When recognizing speech sounds in a sequence.
When predicting the next move in a game based on past moves.
Syntax
PyTorch
hidden = torch.zeros(num_layers, batch_size, hidden_size)
hidden = model.init_hidden(batch_size)
output, hidden = model(input, hidden)

The hidden state is usually a tensor that holds past information.

You pass the hidden state to the model and get an updated hidden state back.

Examples
Initialize hidden state with zeros for 1 layer, batch size 1, and hidden size 10.
PyTorch
hidden = torch.zeros(1, 1, 10)
output, hidden = rnn(input, hidden)
Use a model method to create hidden state for batch size 5, then run input through model.
PyTorch
hidden = model.init_hidden(batch_size=5)
output, hidden = model(input, hidden)
Passing None lets PyTorch initialize hidden state automatically.
PyTorch
hidden = None
output, hidden = rnn(input, hidden)
Sample Model

This code creates a simple RNN model that takes sequences of 3 numbers, processes them, and outputs 2 numbers per sequence.

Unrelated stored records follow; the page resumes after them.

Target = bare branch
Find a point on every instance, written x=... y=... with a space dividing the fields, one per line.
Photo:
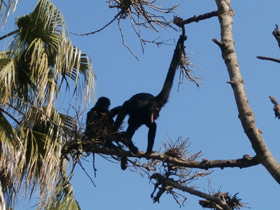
x=170 y=182
x=244 y=162
x=196 y=18
x=268 y=58
x=276 y=34
x=246 y=114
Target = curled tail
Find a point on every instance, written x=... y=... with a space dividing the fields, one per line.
x=123 y=163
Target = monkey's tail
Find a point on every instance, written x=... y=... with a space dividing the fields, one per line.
x=123 y=163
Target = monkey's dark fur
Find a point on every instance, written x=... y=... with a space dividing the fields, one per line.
x=99 y=120
x=144 y=108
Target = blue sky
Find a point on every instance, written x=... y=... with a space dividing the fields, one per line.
x=206 y=115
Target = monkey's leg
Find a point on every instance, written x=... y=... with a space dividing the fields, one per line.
x=151 y=137
x=132 y=127
x=121 y=115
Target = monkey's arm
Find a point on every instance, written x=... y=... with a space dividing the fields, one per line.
x=113 y=112
x=151 y=137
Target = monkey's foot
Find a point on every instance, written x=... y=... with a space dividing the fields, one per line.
x=134 y=150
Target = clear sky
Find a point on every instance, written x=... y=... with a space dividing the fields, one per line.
x=206 y=115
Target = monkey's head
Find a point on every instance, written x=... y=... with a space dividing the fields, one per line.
x=103 y=103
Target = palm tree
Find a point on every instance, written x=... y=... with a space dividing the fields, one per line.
x=39 y=63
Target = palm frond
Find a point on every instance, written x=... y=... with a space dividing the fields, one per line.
x=5 y=9
x=7 y=77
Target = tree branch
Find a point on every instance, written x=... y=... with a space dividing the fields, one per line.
x=268 y=58
x=167 y=181
x=243 y=162
x=276 y=107
x=195 y=18
x=246 y=114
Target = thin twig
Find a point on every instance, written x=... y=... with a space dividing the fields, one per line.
x=9 y=34
x=105 y=26
x=197 y=18
x=269 y=59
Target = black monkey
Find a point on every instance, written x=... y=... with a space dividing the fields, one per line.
x=144 y=108
x=100 y=119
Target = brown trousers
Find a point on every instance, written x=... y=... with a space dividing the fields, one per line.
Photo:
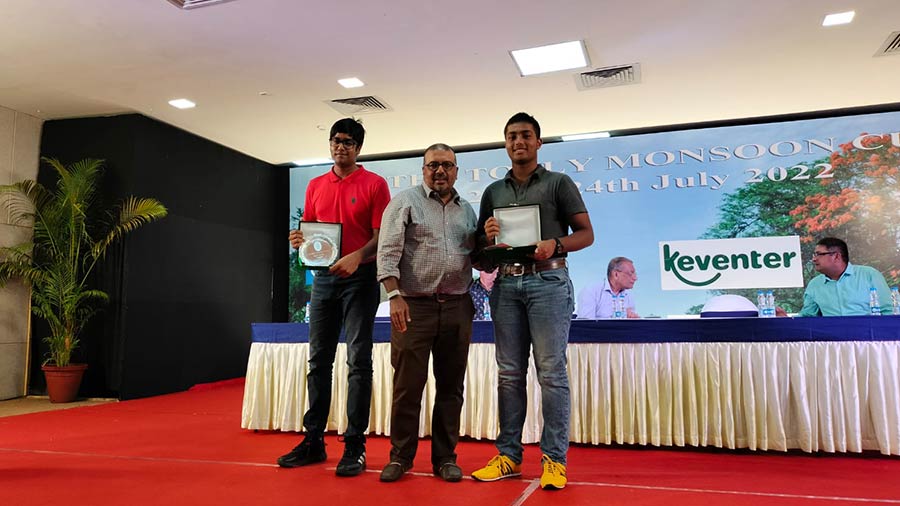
x=441 y=329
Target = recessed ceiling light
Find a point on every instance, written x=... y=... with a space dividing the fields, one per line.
x=312 y=161
x=552 y=58
x=581 y=137
x=351 y=82
x=182 y=103
x=840 y=18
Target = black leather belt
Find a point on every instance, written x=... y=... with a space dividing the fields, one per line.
x=442 y=297
x=523 y=269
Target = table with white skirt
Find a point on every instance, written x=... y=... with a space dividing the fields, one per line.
x=816 y=384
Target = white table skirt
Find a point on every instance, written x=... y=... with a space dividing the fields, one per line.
x=815 y=396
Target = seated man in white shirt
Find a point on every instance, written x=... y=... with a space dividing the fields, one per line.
x=596 y=301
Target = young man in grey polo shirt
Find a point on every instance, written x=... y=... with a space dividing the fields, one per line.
x=532 y=303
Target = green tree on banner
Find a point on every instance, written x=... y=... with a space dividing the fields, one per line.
x=299 y=291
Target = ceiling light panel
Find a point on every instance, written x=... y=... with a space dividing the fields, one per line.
x=840 y=18
x=351 y=82
x=552 y=58
x=182 y=103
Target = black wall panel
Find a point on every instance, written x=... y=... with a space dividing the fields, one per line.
x=183 y=290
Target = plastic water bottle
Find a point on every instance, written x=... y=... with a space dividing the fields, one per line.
x=874 y=304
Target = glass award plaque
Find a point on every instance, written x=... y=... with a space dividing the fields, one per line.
x=520 y=231
x=321 y=246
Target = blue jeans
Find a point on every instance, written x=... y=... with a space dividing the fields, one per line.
x=349 y=303
x=533 y=312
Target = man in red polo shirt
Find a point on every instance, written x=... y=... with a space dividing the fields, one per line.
x=346 y=295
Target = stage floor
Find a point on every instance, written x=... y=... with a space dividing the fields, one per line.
x=188 y=448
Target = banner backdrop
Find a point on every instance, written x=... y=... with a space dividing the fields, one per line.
x=810 y=179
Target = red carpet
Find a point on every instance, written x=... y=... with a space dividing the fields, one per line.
x=188 y=448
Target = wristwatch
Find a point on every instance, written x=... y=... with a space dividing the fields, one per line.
x=559 y=246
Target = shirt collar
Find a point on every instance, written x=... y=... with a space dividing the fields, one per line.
x=334 y=178
x=538 y=172
x=849 y=271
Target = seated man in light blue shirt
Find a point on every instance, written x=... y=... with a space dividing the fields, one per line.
x=842 y=289
x=595 y=301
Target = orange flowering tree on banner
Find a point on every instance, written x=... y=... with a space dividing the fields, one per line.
x=857 y=200
x=860 y=204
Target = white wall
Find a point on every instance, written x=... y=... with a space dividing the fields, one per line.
x=20 y=136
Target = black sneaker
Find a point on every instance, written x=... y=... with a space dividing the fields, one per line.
x=354 y=460
x=309 y=451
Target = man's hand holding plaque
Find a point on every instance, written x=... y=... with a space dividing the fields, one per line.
x=319 y=244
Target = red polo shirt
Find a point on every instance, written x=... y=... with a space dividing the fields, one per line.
x=356 y=201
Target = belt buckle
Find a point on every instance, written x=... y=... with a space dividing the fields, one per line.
x=515 y=269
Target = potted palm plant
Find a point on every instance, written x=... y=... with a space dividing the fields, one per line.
x=71 y=235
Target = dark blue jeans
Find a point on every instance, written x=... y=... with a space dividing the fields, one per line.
x=349 y=303
x=532 y=313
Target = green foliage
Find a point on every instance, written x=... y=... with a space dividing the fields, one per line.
x=856 y=203
x=71 y=234
x=299 y=292
x=759 y=210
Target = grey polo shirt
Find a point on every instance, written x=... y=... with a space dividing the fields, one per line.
x=555 y=192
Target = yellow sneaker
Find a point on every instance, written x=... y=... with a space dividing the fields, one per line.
x=554 y=475
x=498 y=468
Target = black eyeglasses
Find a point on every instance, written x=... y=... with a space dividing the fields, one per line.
x=434 y=166
x=348 y=143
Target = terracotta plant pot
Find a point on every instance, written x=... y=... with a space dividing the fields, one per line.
x=63 y=382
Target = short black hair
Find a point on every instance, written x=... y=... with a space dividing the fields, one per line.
x=523 y=117
x=834 y=242
x=439 y=146
x=350 y=127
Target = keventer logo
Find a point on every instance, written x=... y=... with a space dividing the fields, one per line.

It shows how to initialize and pass the hidden state.

PyTorch
import torch
import torch.nn as nn

class SimpleRNN(nn.Module):
    def __init__(self, input_size, hidden_size, output_size):
        super().__init__()
        self.hidden_size = hidden_size
        self.rnn = nn.RNN(input_size, hidden_size, batch_first=True)
        self.fc = nn.Linear(hidden_size, output_size)

    def forward(self, x, hidden):
        out, hidden = self.rnn(x, hidden)
        out = self.fc(out[:, -1, :])
        return out, hidden

    def init_hidden(self, batch_size):
        return torch.zeros(1, batch_size, self.hidden_size)

# Parameters
input_size = 3
hidden_size = 5
output_size = 2
batch_size = 4
seq_len = 6

# Create model
model = SimpleRNN(input_size, hidden_size, output_size)

# Random input: batch_size sequences, each of length seq_len, each element size input_size
inputs = torch.randn(batch_size, seq_len, input_size)

# Initialize hidden state
hidden = model.init_hidden(batch_size)

# Forward pass
outputs, hidden = model(inputs, hidden)

print("Output shape:", outputs.shape)
print("Output values:", outputs)
print("Hidden state shape:", hidden.shape)
OutputSuccess
Important Notes

Always match the hidden state shape to (num_layers, batch_size, hidden_size).

Keep hidden state between batches if you want to remember across sequences.

Reset hidden state to zeros when starting fresh sequences to avoid mixing data.

Summary

Hidden state stores past information in sequence models.

Initialize hidden state before feeding data to the model.

Pass hidden state along with input to keep track of sequence context.